Caveats and limitations
A few things worth knowing before you commit a weekend to setup:
- GUI mode is deprecated: earlier versions supported desktop automation; the maintainers have explicitly dropped that. If you needed CraftBot to click around your screen, it won't do that any more.
- WhatsApp Web integration needs Playwright Chromium: the install is optional and fails gracefully if you skip it, but you need it specifically if WhatsApp is part of your workflow.
- Active development: at 354 GitHub stars and a 1.3.3 release in June, this is still very much an early-stage project.
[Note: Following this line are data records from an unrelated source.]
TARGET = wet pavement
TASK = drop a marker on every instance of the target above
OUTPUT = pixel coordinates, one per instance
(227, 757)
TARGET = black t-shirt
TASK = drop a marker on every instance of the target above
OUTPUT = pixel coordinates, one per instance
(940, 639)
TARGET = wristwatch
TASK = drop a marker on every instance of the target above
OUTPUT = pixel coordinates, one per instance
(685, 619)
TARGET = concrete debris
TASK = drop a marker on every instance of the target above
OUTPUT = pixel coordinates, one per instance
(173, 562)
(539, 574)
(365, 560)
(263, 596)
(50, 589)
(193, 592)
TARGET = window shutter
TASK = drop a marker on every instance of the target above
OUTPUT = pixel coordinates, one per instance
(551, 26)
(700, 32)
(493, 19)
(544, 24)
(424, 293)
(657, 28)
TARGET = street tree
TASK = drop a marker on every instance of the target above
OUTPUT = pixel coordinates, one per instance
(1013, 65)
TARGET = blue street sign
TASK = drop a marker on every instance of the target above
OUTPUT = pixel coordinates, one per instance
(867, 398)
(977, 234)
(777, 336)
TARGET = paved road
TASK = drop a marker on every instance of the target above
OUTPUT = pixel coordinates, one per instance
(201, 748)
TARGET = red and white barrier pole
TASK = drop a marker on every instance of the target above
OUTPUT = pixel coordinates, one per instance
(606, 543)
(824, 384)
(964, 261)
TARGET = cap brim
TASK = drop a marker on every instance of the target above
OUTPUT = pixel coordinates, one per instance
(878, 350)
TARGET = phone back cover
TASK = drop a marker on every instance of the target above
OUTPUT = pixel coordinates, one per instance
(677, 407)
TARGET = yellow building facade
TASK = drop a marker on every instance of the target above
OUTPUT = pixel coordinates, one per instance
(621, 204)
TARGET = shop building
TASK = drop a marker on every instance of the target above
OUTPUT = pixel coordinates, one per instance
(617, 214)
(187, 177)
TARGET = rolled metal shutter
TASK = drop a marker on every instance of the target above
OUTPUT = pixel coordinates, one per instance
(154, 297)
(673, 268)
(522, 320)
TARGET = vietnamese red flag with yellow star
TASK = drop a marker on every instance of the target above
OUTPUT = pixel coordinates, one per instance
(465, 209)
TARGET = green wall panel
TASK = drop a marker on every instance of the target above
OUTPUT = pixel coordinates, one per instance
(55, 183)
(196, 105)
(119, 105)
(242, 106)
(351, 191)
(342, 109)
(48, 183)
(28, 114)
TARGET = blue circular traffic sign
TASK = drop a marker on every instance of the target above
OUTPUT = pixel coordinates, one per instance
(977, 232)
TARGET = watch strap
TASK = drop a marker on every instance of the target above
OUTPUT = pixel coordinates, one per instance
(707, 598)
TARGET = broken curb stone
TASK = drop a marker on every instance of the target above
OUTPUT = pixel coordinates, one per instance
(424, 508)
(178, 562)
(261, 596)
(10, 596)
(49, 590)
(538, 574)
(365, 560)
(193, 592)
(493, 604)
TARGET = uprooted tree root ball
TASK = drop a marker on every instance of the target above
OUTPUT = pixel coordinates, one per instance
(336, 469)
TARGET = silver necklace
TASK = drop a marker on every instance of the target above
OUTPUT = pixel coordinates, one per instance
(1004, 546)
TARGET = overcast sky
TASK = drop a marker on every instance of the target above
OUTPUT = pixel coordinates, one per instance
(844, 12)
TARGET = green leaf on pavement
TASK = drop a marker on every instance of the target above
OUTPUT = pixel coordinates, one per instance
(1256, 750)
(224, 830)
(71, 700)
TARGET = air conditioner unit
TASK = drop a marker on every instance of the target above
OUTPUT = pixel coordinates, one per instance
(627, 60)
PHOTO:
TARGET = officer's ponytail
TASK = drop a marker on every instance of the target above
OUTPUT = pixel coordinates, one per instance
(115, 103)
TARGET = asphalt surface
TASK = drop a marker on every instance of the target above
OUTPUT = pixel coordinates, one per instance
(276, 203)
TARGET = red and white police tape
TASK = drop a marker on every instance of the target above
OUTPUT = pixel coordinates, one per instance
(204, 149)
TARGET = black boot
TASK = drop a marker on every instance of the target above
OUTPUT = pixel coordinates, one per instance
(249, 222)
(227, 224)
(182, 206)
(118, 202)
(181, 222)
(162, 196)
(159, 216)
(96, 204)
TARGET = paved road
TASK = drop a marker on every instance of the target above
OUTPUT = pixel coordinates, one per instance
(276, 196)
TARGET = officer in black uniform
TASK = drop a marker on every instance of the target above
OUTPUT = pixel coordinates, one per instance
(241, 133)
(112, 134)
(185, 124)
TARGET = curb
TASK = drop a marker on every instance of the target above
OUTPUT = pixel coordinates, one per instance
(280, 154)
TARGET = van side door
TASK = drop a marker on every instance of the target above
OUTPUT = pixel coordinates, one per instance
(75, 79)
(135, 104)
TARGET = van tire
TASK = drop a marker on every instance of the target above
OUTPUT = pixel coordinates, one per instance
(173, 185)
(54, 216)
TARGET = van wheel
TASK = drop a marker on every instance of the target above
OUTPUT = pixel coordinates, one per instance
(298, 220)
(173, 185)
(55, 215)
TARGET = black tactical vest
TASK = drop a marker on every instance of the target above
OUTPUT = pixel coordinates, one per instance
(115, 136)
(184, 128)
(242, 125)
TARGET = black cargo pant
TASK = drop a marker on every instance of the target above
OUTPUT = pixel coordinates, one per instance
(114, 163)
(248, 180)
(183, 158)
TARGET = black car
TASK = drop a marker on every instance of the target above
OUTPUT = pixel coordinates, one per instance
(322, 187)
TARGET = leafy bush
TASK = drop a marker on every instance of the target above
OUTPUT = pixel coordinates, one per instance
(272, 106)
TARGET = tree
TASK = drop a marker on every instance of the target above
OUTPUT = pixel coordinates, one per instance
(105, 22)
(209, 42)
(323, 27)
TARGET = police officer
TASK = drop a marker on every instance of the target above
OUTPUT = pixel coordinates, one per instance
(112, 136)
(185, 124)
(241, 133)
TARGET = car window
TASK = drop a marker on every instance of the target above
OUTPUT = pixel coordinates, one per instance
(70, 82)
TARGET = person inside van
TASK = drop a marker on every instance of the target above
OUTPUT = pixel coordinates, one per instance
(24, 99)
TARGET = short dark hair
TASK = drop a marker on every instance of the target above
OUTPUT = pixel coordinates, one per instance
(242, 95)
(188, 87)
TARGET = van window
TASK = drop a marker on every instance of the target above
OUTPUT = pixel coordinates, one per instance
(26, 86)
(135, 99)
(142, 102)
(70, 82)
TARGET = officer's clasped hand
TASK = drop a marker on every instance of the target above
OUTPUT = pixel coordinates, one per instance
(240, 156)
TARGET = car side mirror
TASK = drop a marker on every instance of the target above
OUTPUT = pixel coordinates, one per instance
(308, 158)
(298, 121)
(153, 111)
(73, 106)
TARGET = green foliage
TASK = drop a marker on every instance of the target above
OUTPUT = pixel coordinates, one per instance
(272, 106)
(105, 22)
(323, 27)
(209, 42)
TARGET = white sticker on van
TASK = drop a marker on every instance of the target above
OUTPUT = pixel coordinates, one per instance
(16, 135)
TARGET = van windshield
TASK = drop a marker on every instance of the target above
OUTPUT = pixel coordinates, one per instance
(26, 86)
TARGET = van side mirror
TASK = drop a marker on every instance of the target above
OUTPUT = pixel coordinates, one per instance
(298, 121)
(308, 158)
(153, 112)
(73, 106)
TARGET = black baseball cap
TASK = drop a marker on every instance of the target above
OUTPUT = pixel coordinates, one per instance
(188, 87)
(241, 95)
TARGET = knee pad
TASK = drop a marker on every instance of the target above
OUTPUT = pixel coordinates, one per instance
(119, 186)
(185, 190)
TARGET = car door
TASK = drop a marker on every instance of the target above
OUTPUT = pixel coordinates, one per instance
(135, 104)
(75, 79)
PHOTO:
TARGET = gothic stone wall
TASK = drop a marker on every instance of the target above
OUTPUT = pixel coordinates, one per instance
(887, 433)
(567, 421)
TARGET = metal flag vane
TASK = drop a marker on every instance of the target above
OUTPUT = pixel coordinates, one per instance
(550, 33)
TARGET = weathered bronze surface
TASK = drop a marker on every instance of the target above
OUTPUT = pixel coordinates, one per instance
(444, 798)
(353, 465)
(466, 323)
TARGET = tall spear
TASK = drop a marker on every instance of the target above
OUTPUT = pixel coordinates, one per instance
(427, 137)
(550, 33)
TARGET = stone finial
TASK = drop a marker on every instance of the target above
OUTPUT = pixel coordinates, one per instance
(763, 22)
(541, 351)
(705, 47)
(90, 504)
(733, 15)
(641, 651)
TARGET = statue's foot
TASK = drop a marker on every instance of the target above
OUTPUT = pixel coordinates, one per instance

Expect API surface changes between minor versions; pin your installation if you're using it for anything mission-critical.
Should you self-host an agent?
If you're already running a home server, NAS or beefy Linux box and you've been eyeing the AI-agent space without wanting to feed every interaction to OpenAI's training corpus, CraftBot is one of the cleanest on-ramps I've found. The install story is painless, the local-Ollama support is real, and the "build me a tool" workflow is genuinely different from "chat with me about a topic."
It's not a polished commercial product. You'll bump into rough edges. But the trajectory is right, and the project is moving fast - the v1.3.3 release shipped on the day I'm writing this. Worth a weekend of your time if you've got the hardware sitting idle.